Nosso programa em Setúbal constava dum almoço, após o qual
eu devia estabelecer um diálogo com os convivas.
Eu não saberia dizer agora onde se realizou essa reunião, mas
creio que o local também cheirava a oficialismo. Numa vasta sala, à
hora do aperitivo fui sendo apresentado aos convidados à medida
que iam chegando. Um garçom ergueu uma bandeja diante de meus
olhos. Apanhei um cálice de moscatel, o mais famoso produto
vinícola da terra. Bebo um gole, retenho o líquido na boca, minhas
papilas gustativas transmitem imediatamente ao cérebro uma
mensagem na forma duma imagem: a figura de minha mãe. E eu
então me sinto em nossa velha casa de Cruz Alta, é um meio-dia de
domingo, temos convidados para o almoço. D. Bega toma o seu
cálice dominical de moscatel, seu licor preferido, e murmura: "Este
bandido vai me deixar com as pernas e os braços moles..." Meu pai,
o rosto corado, bebe com olho alegre seu Borgonha. Faz calor,
moscas zumbem no ar. Para o menino o nome moscatel tem algo a
ver com mosca. Peço a D. Bega uma provinha do vinho, e ela me
satisfaz o desejo. O moscatel é doce, cetinoso e tem a cor da pedra
do broche que D. Bega está usando hoje. E aqui me acho eu, na
cidade de Setúbal, cinqüenta anos mais tarde, a celebrar
intimamente esta inesperada e doce Eucaristia.

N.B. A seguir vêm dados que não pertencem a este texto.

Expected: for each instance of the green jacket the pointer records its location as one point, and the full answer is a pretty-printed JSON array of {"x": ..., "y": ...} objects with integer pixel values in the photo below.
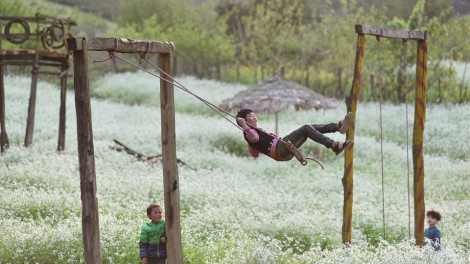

Somos levados para a mesa. Sentam-me ao lado duma
autoridade civil e à frente de vistosos pratos cheios de sardinhas,
ostras, mexilhões e outros frutos — para mim proibidos — do mar.
Calculo que umas oitenta pessoas tomam parte neste almoço, que
se desenvolve com grande cordialidade e animação. Depois da
sobremesa ergo-me e pronuncio algumas palavras de
agradecimento. Um mestre-de-cerimônias anuncia que estou à
disposição dos presentes para o colóquio. As perguntas começam a
brotar de vários setores do salão: nenhuma de natureza política. Em
dado momento levanta-se um senhor de meia-idade, baixo e frágil,
que me interroga: "Acredita V. Ex.a que um romance pode ter a força
de mudar a vida da pessoa que o lê?" Faço uma careta de ceticismo.
"Minha tendência é responder pela negativa" — digo. — "Pelo menos
não conheço nenhum caso..." O homenzinho sorri. "Pois é com
prazer que lhe conto a estória de meu próprio filho, que estava
estudando engenharia na Universidade de Coimbra. Um dia leu o
romance de V. Ex.a, Olhai os Lírios do Campo, identificou-se de tal
modo com a personagem principal masculina, o Dr. Eugênio Fontes,
e passou a interessar-se de tal modo pela profissão médica, que
decidiu deixar a engenharia para estudar medicina. Hoje em dia está
formado, tem uma excelente clínica e sente-se perfeitamente
realizado na sua profissão". Que pode dizer este autor de estórias
imaginárias senão que se rende diante desse fato da vida real?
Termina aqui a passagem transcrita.